The music is the sort that drunk people would sing at a bar–with lyrics that are alternately clever and strange.    All of the music is good–the standouts are Don’t Quit While You’re Ahead, Moonfall, and No Good Can Come from Bad.   Even though this show is a comedy, many of the numbers are surprisingly touching.   The only thing about the soundtrack is that it plays the songs from all the endings, which gets quite repetative, since the music for them is generally repeated, in fact some lines are as well.  This wouldn’t hurt the show though, as only one of these songs would have been performed.

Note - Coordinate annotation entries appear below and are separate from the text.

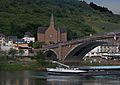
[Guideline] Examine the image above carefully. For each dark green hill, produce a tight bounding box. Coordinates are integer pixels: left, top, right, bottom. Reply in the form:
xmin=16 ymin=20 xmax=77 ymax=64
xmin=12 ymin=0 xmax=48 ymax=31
xmin=0 ymin=0 xmax=120 ymax=39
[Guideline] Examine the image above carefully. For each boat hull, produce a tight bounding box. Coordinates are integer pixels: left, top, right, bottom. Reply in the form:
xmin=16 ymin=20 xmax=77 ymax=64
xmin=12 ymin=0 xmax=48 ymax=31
xmin=47 ymin=68 xmax=87 ymax=76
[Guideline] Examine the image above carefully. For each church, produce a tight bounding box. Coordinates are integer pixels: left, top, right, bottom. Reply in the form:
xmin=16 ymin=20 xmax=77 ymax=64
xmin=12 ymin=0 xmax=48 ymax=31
xmin=37 ymin=14 xmax=67 ymax=44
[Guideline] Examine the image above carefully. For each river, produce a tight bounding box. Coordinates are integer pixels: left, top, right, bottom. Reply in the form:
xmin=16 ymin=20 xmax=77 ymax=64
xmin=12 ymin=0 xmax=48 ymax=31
xmin=0 ymin=71 xmax=120 ymax=85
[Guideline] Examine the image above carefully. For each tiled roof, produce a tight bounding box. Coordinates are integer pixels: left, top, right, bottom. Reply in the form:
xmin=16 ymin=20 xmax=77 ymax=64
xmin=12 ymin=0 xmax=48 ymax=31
xmin=57 ymin=27 xmax=67 ymax=33
xmin=37 ymin=27 xmax=67 ymax=33
xmin=37 ymin=27 xmax=47 ymax=33
xmin=25 ymin=32 xmax=33 ymax=37
xmin=0 ymin=33 xmax=5 ymax=37
xmin=8 ymin=36 xmax=17 ymax=40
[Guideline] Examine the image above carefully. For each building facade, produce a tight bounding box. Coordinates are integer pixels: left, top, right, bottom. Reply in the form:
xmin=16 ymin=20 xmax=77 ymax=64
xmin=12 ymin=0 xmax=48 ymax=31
xmin=37 ymin=14 xmax=67 ymax=44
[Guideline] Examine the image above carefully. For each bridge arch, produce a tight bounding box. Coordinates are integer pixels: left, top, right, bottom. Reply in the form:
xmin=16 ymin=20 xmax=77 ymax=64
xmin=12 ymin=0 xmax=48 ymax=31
xmin=44 ymin=49 xmax=58 ymax=61
xmin=64 ymin=41 xmax=107 ymax=61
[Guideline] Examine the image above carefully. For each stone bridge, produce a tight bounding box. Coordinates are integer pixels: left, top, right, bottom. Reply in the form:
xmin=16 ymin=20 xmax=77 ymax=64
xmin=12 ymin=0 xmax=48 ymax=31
xmin=43 ymin=34 xmax=120 ymax=61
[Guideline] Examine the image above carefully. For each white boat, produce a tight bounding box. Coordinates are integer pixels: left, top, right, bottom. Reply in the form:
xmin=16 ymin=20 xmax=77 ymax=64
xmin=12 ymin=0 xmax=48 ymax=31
xmin=47 ymin=62 xmax=87 ymax=75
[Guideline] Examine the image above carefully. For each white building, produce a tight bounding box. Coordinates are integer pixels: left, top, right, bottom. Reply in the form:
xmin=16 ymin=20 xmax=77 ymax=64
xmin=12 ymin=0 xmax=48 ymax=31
xmin=85 ymin=45 xmax=119 ymax=57
xmin=22 ymin=32 xmax=35 ymax=43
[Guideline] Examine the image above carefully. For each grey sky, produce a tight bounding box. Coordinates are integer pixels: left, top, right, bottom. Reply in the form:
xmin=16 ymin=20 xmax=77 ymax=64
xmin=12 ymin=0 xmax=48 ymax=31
xmin=84 ymin=0 xmax=120 ymax=14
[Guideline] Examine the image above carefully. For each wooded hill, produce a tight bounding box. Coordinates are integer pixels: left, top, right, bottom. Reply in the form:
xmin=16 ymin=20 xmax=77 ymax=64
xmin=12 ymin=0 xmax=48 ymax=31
xmin=0 ymin=0 xmax=120 ymax=39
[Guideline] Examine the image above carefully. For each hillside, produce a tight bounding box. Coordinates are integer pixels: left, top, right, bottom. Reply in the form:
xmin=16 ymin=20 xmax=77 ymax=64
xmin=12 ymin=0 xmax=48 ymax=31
xmin=0 ymin=0 xmax=120 ymax=39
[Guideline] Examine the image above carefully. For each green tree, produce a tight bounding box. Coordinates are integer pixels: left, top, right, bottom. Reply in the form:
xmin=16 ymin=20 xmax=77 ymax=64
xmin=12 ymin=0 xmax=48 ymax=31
xmin=19 ymin=50 xmax=25 ymax=56
xmin=8 ymin=48 xmax=17 ymax=58
xmin=34 ymin=50 xmax=45 ymax=66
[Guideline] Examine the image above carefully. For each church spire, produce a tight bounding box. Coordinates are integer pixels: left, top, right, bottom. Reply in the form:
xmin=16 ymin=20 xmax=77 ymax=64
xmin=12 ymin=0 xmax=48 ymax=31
xmin=50 ymin=14 xmax=54 ymax=27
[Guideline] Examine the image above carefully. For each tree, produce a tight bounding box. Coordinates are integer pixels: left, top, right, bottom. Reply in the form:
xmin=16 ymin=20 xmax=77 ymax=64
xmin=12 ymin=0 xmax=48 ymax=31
xmin=19 ymin=50 xmax=25 ymax=56
xmin=34 ymin=50 xmax=45 ymax=66
xmin=8 ymin=48 xmax=17 ymax=58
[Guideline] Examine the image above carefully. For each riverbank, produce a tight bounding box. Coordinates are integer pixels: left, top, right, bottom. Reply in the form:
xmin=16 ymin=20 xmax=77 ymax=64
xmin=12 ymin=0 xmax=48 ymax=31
xmin=0 ymin=63 xmax=54 ymax=71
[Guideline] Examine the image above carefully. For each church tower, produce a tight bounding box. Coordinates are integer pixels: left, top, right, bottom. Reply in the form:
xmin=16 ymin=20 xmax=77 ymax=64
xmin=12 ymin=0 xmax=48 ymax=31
xmin=50 ymin=14 xmax=55 ymax=28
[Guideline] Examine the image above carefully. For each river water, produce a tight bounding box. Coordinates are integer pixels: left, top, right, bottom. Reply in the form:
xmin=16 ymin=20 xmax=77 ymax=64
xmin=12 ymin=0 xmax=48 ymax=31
xmin=0 ymin=71 xmax=120 ymax=85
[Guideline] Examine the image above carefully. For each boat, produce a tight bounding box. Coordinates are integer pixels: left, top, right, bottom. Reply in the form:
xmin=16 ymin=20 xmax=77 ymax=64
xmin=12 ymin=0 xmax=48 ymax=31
xmin=47 ymin=61 xmax=87 ymax=75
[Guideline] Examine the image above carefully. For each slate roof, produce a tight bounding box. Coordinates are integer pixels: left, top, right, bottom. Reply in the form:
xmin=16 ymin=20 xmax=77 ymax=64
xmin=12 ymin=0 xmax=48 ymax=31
xmin=59 ymin=27 xmax=67 ymax=33
xmin=37 ymin=27 xmax=47 ymax=33
xmin=25 ymin=32 xmax=33 ymax=37
xmin=13 ymin=39 xmax=26 ymax=43
xmin=37 ymin=27 xmax=67 ymax=34
xmin=0 ymin=33 xmax=5 ymax=37
xmin=8 ymin=36 xmax=17 ymax=40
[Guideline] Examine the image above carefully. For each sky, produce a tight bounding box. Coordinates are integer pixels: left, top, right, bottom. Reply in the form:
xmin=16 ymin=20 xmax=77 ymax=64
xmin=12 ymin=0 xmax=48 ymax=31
xmin=84 ymin=0 xmax=120 ymax=14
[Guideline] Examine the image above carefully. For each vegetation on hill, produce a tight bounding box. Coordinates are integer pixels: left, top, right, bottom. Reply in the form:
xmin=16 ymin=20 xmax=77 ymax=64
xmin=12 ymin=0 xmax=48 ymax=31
xmin=0 ymin=0 xmax=120 ymax=39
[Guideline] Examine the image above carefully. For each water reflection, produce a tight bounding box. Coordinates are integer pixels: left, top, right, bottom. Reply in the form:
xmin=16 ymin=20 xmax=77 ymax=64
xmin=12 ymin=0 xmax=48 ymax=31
xmin=0 ymin=71 xmax=120 ymax=85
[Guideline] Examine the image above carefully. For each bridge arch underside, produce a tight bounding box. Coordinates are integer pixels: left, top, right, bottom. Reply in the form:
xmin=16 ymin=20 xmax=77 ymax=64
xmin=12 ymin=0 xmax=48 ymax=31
xmin=64 ymin=42 xmax=107 ymax=61
xmin=44 ymin=50 xmax=58 ymax=61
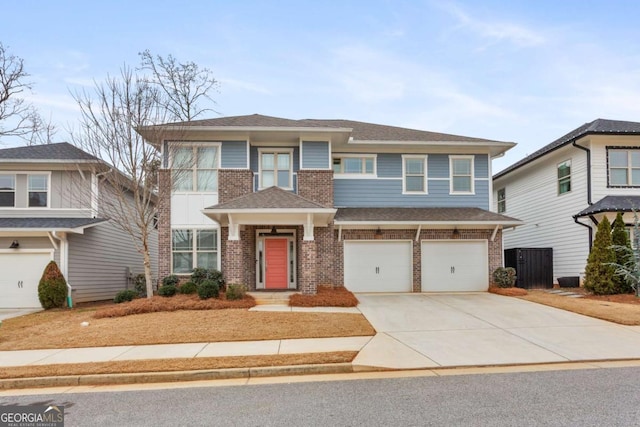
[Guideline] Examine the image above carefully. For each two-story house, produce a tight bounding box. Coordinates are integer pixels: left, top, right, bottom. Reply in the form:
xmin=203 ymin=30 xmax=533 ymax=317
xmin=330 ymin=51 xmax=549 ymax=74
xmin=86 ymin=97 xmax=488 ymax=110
xmin=493 ymin=119 xmax=640 ymax=280
xmin=139 ymin=115 xmax=520 ymax=293
xmin=0 ymin=142 xmax=157 ymax=308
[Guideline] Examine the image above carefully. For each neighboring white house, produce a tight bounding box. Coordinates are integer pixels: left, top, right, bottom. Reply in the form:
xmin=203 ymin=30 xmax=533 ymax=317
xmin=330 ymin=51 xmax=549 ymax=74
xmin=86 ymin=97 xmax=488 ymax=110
xmin=0 ymin=142 xmax=157 ymax=308
xmin=493 ymin=119 xmax=640 ymax=280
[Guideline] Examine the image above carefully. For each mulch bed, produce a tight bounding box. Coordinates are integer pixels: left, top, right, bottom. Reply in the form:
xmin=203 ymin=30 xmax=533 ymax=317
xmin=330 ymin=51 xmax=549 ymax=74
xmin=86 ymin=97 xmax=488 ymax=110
xmin=289 ymin=285 xmax=358 ymax=307
xmin=93 ymin=294 xmax=256 ymax=319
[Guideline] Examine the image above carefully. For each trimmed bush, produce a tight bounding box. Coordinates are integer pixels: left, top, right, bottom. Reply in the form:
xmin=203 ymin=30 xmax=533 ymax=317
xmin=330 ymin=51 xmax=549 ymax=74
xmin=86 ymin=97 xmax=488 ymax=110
xmin=493 ymin=267 xmax=516 ymax=288
xmin=158 ymin=285 xmax=178 ymax=297
xmin=198 ymin=280 xmax=220 ymax=299
xmin=133 ymin=274 xmax=147 ymax=298
xmin=162 ymin=274 xmax=180 ymax=286
xmin=113 ymin=290 xmax=138 ymax=304
xmin=584 ymin=216 xmax=616 ymax=295
xmin=178 ymin=282 xmax=198 ymax=295
xmin=225 ymin=283 xmax=247 ymax=301
xmin=38 ymin=261 xmax=67 ymax=310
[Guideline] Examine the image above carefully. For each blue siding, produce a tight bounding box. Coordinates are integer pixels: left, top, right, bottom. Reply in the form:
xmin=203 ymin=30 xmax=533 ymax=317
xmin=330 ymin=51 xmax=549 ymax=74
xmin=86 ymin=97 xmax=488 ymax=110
xmin=427 ymin=154 xmax=449 ymax=178
xmin=333 ymin=179 xmax=489 ymax=210
xmin=302 ymin=141 xmax=330 ymax=169
xmin=377 ymin=153 xmax=402 ymax=178
xmin=220 ymin=141 xmax=247 ymax=168
xmin=249 ymin=146 xmax=300 ymax=173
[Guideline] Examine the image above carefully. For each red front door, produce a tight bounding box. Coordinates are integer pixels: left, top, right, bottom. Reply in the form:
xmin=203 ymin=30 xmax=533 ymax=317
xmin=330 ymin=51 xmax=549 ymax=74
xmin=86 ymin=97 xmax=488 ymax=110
xmin=264 ymin=239 xmax=289 ymax=289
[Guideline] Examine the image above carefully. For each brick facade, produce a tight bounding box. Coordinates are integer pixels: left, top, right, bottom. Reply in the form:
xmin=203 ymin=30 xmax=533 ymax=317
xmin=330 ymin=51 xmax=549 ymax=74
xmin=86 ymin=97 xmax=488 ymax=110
xmin=298 ymin=169 xmax=333 ymax=208
xmin=218 ymin=169 xmax=253 ymax=203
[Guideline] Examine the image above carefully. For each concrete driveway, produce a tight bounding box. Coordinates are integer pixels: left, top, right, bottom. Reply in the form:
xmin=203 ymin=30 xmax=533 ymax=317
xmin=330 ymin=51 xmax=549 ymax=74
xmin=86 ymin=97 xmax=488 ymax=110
xmin=353 ymin=293 xmax=640 ymax=369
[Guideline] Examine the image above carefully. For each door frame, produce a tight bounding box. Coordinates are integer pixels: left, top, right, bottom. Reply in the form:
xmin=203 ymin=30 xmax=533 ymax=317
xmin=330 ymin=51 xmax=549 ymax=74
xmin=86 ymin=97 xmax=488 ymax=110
xmin=420 ymin=239 xmax=490 ymax=292
xmin=255 ymin=228 xmax=298 ymax=290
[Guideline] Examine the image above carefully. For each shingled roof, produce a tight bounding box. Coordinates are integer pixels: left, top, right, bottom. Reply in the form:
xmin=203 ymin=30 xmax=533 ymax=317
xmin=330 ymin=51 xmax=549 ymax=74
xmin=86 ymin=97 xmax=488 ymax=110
xmin=493 ymin=119 xmax=640 ymax=179
xmin=0 ymin=142 xmax=101 ymax=162
xmin=573 ymin=196 xmax=640 ymax=218
xmin=335 ymin=208 xmax=521 ymax=225
xmin=159 ymin=114 xmax=500 ymax=142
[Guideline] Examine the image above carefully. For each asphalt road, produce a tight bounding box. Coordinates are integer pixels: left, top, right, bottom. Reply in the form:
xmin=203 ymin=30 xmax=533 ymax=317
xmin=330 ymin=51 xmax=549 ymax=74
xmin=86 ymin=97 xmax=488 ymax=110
xmin=0 ymin=368 xmax=640 ymax=427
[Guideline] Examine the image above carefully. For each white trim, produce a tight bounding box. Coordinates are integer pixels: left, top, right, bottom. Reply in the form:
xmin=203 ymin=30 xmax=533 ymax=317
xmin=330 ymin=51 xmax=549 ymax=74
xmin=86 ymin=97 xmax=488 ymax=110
xmin=402 ymin=154 xmax=429 ymax=195
xmin=449 ymin=154 xmax=476 ymax=196
xmin=257 ymin=147 xmax=297 ymax=191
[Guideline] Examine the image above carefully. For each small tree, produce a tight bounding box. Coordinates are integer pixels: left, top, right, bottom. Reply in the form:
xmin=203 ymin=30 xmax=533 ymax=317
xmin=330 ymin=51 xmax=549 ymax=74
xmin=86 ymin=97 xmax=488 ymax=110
xmin=584 ymin=216 xmax=616 ymax=295
xmin=611 ymin=212 xmax=634 ymax=294
xmin=38 ymin=261 xmax=67 ymax=310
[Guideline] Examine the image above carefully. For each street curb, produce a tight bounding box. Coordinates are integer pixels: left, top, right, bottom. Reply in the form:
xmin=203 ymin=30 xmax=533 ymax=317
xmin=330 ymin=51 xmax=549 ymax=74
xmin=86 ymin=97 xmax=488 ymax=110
xmin=0 ymin=363 xmax=358 ymax=390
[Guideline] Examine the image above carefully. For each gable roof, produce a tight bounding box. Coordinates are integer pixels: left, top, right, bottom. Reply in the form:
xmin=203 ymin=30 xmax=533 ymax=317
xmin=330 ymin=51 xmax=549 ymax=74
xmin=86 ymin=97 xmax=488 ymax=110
xmin=0 ymin=142 xmax=102 ymax=162
xmin=205 ymin=187 xmax=327 ymax=211
xmin=573 ymin=196 xmax=640 ymax=218
xmin=493 ymin=119 xmax=640 ymax=179
xmin=148 ymin=114 xmax=504 ymax=143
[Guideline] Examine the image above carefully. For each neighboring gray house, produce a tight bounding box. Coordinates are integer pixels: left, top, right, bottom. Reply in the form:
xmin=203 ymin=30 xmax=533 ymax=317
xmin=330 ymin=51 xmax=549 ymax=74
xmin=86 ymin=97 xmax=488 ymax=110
xmin=493 ymin=119 xmax=640 ymax=280
xmin=0 ymin=142 xmax=157 ymax=308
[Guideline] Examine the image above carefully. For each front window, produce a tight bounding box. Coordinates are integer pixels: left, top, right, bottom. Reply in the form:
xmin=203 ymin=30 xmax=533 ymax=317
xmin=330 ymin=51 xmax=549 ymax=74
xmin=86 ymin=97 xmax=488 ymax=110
xmin=260 ymin=152 xmax=293 ymax=189
xmin=402 ymin=156 xmax=427 ymax=194
xmin=608 ymin=149 xmax=640 ymax=187
xmin=558 ymin=160 xmax=571 ymax=194
xmin=172 ymin=229 xmax=218 ymax=274
xmin=333 ymin=156 xmax=375 ymax=175
xmin=28 ymin=175 xmax=49 ymax=208
xmin=0 ymin=175 xmax=16 ymax=208
xmin=172 ymin=146 xmax=218 ymax=193
xmin=498 ymin=188 xmax=507 ymax=213
xmin=450 ymin=156 xmax=473 ymax=194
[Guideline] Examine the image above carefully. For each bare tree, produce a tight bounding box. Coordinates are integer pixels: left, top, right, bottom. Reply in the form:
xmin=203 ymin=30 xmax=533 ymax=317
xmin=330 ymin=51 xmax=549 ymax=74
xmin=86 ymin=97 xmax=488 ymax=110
xmin=72 ymin=66 xmax=170 ymax=297
xmin=0 ymin=42 xmax=42 ymax=142
xmin=138 ymin=49 xmax=218 ymax=122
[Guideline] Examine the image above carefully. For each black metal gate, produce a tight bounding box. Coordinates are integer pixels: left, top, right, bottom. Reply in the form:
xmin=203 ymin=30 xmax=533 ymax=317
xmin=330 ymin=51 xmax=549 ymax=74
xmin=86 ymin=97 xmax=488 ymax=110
xmin=504 ymin=248 xmax=553 ymax=289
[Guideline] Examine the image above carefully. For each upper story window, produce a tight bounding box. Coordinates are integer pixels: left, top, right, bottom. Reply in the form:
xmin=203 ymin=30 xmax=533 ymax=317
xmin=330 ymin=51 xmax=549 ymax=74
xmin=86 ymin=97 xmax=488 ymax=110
xmin=171 ymin=145 xmax=220 ymax=193
xmin=449 ymin=156 xmax=474 ymax=194
xmin=607 ymin=148 xmax=640 ymax=187
xmin=333 ymin=155 xmax=375 ymax=175
xmin=28 ymin=174 xmax=49 ymax=208
xmin=402 ymin=155 xmax=427 ymax=194
xmin=498 ymin=187 xmax=507 ymax=213
xmin=260 ymin=151 xmax=293 ymax=190
xmin=0 ymin=175 xmax=16 ymax=208
xmin=558 ymin=160 xmax=571 ymax=194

Quite a rollicking little show.  However, we’ll sadly steer away from such fun little trifles as this, as the rest of the decade Broadway got eaten up by that ungainly behemoth known as the mega-musical.

Tony Awards, 1985, Big River

21 Sep

big river

Well, Big River–the story of Huckleberry Finn–is…adequate.   Don’t get me wrong, Miss Chontash your seventh grade English teacher would be sure to book a field trip to get kids there if it was showing at the local amateur theatre troupe, even though it meant feeding her cats late, which Miss Chontash really doesn’t like to do.   However, I’ve listened to this soundtrack many times, and each time it’s failed to make any impression.

The soundtrack certainly is suitable–the production team got a non-broadway country star, Roger Miller, to write the music for this one, and I can see the occasional wink and grin of his Okie honky-tonk humor, and he’s certainly not trying to have any real show stoppers–he wasn’t the sort to try to write those in the first place.  The whole sound is a strange mix of laid-back and broadway overachieving–I think most of these tunes would sound much better with one person performing them rather than a whole cast.

The other thing I noticed is that in Huckleberry Finn, there’s a fine line to have your actor walk in playing him.   Huck is supposed to be pre-adolescent, so he’s not really all that interested in girls yet, but he’s also supposed to be old enough to have a certain understanding of things going around him.  He can’t be a brat, he can’t be a goody-two-shoes–he’s got to be young enough to understandably get himself in some scrapes that those with more experience would avoid, but old enough to not be completely defenseless.

And this show–it pretty readily homogenizes the whole story–this isn’t the Huck we find in Mark Twain’s books, but a Disney-esque version of Huck, that loveable scamp who always gets in crazy adventures.

I guess there isn’t a worse way to spend an evening, but considering how expensive Broadway is, I’d opt for something with a little more to it.

Oh and Hello John Goodman!   It’s such a surprise to find him in here pre-Roseanne.    I don’t know if I imagined he was created by Roseanne out of spare parts or what, but there he is, on Broadway.  Who woulda thunk?